Sleep overcame Alain again as soon as daylight had begun to shorten the shadows. Rayless at first and looming larger through the mist of Paris, the sun swiftly shrank and lightened. As it rose, already burning hot, it awoke a twittering of sparrows in the gardens. The growing light revealed all the untidiness of a hot night on balconies and window-sills and in little yards where captive shrubs languished – a garment forgotten on a deck-chair, empty glasses on a metal table, a pair of sandals. Alain hated the indecency of small dwellings oppressed by summer and regained his bed with one bound through a yawning panel in the glass. At the foot of the nine-storeyed building, a gardener lifted his head and saw this white young man leap through the transparent wall like a burglar.
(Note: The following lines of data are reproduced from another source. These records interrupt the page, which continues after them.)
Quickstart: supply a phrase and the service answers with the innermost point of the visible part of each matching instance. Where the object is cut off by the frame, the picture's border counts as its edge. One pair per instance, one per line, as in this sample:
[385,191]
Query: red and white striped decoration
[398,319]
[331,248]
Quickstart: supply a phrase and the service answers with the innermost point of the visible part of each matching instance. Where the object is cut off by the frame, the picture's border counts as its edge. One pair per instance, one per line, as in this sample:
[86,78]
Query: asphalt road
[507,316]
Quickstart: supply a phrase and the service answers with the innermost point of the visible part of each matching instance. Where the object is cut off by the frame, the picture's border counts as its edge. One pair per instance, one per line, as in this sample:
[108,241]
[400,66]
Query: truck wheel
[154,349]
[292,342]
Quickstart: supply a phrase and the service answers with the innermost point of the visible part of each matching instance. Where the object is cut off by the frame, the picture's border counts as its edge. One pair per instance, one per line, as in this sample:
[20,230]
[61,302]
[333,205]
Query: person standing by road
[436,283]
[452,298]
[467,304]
Saha did not follow him. Sometimes she strained her ears in the direction of the triangular room; sometimes she dispassionately watched the awakening of the distant world on ground level. Someone let out a dog from a small decrepit house. The dog leapt forward without a bark, rushed round and round the tiny garden, and did not recover its voice until it had finished its aimless run. Women appeared at the windows; a maid furiously slammed doors and shook out orange cushions on a flat roof; men, waking regretfully, lit the first bitter cigarette. At last, in the fireless kitchen of the Wedge, the automatic, whistling coffee-pot and the electric teapot clashed against each other; through the porthole window of the bathroom there emerged Camille’s perfume and her noisy yawning. Saha resignedly folded her paws beneath her and pretended to sleep.
EIGHT
ONE EVENING IN July, when the two of them were waiting for Alain’s return, Camille and the cat were resting on the same parapet; the cat crouched on all four paws, Camille leaning on her folded arms. Camille did not like this balcony-terrace, reserved for the cat and shut in by two cement partitions which cut off both the wind and all communication with the balcony on the prow.